Application failure happens every day across applications due to variety of reasons. The challenge is how do you architect one that has reduced chances of failure, minimal impact and can recover fast for business critical applications.

There are various options available to mitigate hardware failure (like RAID,Master/Slave, Load Balancers etc)  and there are loads of content to read & ways to avoid failure.

Apart from just hardware failures, there are a bunch of other reasons for the service failures:

  • erroneous deployment procedures like wrong configuration files being deployed
  • buggy code
  • encryption key being corrupted or lost.

I have encountered some of these issues in my previous life in Zoho where we learnt, failed & learnt some more to live & tell the story. The above mentioned failures can be mitigated by following some of these practices.

Split service into Test Site / LIVE Site and expose Test to customers.

For a business critical application it is a good practice to have a sandbox (test) environment exposed to customers to integrate with their development or staging. For critical apps, Test is a Sandbox environment  with which customer is integrating & testing things on a daily basis.

  • Always rollout code changes first to the “test” account. The service should architected in a way to accommodate this, preferably at a domain level.
  • Let it run for sometime with customers testing it with their sandbox environment.
  • Then push to LIVE accounts after validation.

With API & code being tested, most issues can be captured here.
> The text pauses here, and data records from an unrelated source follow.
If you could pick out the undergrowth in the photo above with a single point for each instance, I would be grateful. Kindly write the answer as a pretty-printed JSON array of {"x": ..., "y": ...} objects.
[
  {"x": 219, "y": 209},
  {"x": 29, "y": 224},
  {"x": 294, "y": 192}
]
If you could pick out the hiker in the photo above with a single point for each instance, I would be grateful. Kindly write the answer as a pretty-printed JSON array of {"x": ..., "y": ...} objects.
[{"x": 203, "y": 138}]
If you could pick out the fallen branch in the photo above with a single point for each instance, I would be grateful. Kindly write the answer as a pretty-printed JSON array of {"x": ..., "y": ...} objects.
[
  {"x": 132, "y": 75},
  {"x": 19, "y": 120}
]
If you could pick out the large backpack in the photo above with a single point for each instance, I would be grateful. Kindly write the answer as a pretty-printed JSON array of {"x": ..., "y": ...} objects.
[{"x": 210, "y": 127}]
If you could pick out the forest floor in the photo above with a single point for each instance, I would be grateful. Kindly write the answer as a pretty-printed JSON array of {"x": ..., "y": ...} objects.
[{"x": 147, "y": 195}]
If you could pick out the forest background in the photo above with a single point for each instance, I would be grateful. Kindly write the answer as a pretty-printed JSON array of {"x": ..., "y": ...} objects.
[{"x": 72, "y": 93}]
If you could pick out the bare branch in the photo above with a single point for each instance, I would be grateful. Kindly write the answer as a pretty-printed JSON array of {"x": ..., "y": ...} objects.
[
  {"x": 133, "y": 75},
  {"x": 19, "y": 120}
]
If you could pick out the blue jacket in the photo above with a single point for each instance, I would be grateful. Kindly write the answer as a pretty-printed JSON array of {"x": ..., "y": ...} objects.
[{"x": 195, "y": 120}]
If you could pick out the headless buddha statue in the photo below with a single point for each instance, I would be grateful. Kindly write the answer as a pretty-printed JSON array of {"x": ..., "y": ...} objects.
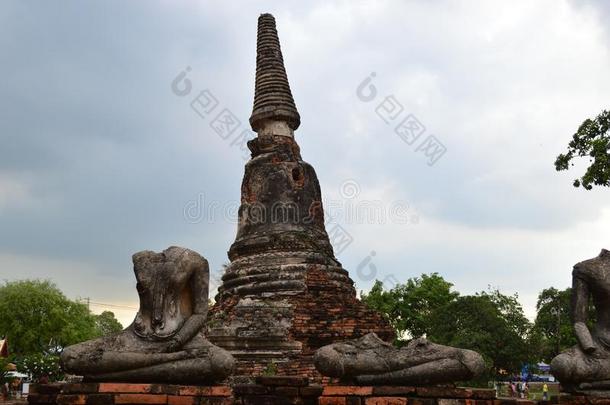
[
  {"x": 586, "y": 366},
  {"x": 165, "y": 342},
  {"x": 371, "y": 361}
]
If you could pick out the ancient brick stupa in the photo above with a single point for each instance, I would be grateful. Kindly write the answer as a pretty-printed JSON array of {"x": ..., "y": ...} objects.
[{"x": 284, "y": 293}]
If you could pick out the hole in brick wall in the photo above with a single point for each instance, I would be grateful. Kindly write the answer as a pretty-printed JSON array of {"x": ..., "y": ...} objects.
[{"x": 297, "y": 176}]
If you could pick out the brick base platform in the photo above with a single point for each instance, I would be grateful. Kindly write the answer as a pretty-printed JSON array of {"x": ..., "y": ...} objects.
[
  {"x": 279, "y": 391},
  {"x": 136, "y": 394}
]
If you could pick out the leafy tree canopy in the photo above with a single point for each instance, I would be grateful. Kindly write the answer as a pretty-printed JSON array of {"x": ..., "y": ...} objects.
[
  {"x": 409, "y": 306},
  {"x": 592, "y": 140},
  {"x": 37, "y": 318}
]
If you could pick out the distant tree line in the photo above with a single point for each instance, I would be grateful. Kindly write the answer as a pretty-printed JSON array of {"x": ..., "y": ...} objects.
[{"x": 489, "y": 322}]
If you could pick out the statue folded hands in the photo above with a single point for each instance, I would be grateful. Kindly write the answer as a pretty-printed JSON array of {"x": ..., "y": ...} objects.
[
  {"x": 165, "y": 342},
  {"x": 371, "y": 361},
  {"x": 587, "y": 365}
]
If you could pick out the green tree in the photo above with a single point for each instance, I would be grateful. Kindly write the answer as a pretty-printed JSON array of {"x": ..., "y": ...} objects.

This is very much applicable for services where customers interact via API. An example is our own service that provides a Test and Live account for customers.
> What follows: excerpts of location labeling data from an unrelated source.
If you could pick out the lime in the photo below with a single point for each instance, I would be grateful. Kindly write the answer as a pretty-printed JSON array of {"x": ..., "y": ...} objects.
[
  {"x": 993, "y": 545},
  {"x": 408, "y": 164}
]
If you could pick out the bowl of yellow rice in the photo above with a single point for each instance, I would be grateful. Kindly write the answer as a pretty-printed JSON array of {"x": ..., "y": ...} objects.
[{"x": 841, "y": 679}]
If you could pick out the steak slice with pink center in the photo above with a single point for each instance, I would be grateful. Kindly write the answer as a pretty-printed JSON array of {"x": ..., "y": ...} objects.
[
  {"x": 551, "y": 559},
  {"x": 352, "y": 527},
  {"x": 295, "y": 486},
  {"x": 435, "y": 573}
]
Architect to run as mini self-contained service running in separate regions.

For business applications data can be segmented at customer level. And hence can be architected to run as mini-services. Each mini-service should serve a set of users and be deployed in different regions. If the services need to interact among themselves, they should do so as if interacting with a third party service.

As an example checkout Mailchimp: When you login your account itself is segmented into a region as captured in the domain.

https://us4.admin.mailchimp.com/

Ideally the service could be deployed independently, with this architecture.

Before the days of Amazon & Rackspace, it was difficult to have such distributed setup for small players. Now it is all the more easier, where you can have smaller services deployed across regions.

The cost should not increase radically as instead of a few high end servers you would be having servers with lesser capacity. Additional advantage is that latency due to  table schema updates for databases that lock+copy (like mysql) would be lesser as you are operating on a smaller segments of data at a time.

Deployment and monitoring tools need to be in place though.

This allows you to do: Staggered update across regions.

By staggering, the chances of noticing an issue & fixing it is much higher. And your entire customer base will not be affected.

Everything should be backed up/versioned.

If you use managed database service like Amazon RDS there is an option to recover data up to 5 minutes. If you manage your own db, you need to go for incremental backups.

Delayed replica (as provided by mongo db  et al) is another good option.

Similarly encrypted data & keys should handled with proper versioned back ups.  There is no point in having  backed up encrypted data if you don’t have similar backup process for keys.

Update in sets.

Even within the same mini-service, rolling out a key update should preferably be staggered.

Example: if you have a process to change keys every 30 days, you do not have to re-encrypt the data at one-go. You should instead update the data in sets over an hour or more. You would have to store the key version along with the encrypted data to support this.

Finally all these can only help you to mitigate the issues. Monitoring & managing of the servers needs to be robust to capture any failures to act upon it immediately. Investing in tools like newrelic, pingdom/site24x7.com and other home grown app specific monitoring tools could make a difference between a lynch mob vs. a few customers you could reach out  personally.

As a SAAS startup that is gaining traction, not all of these need to be in place while starting out, but there has to be a plan to make a natural progression towards this.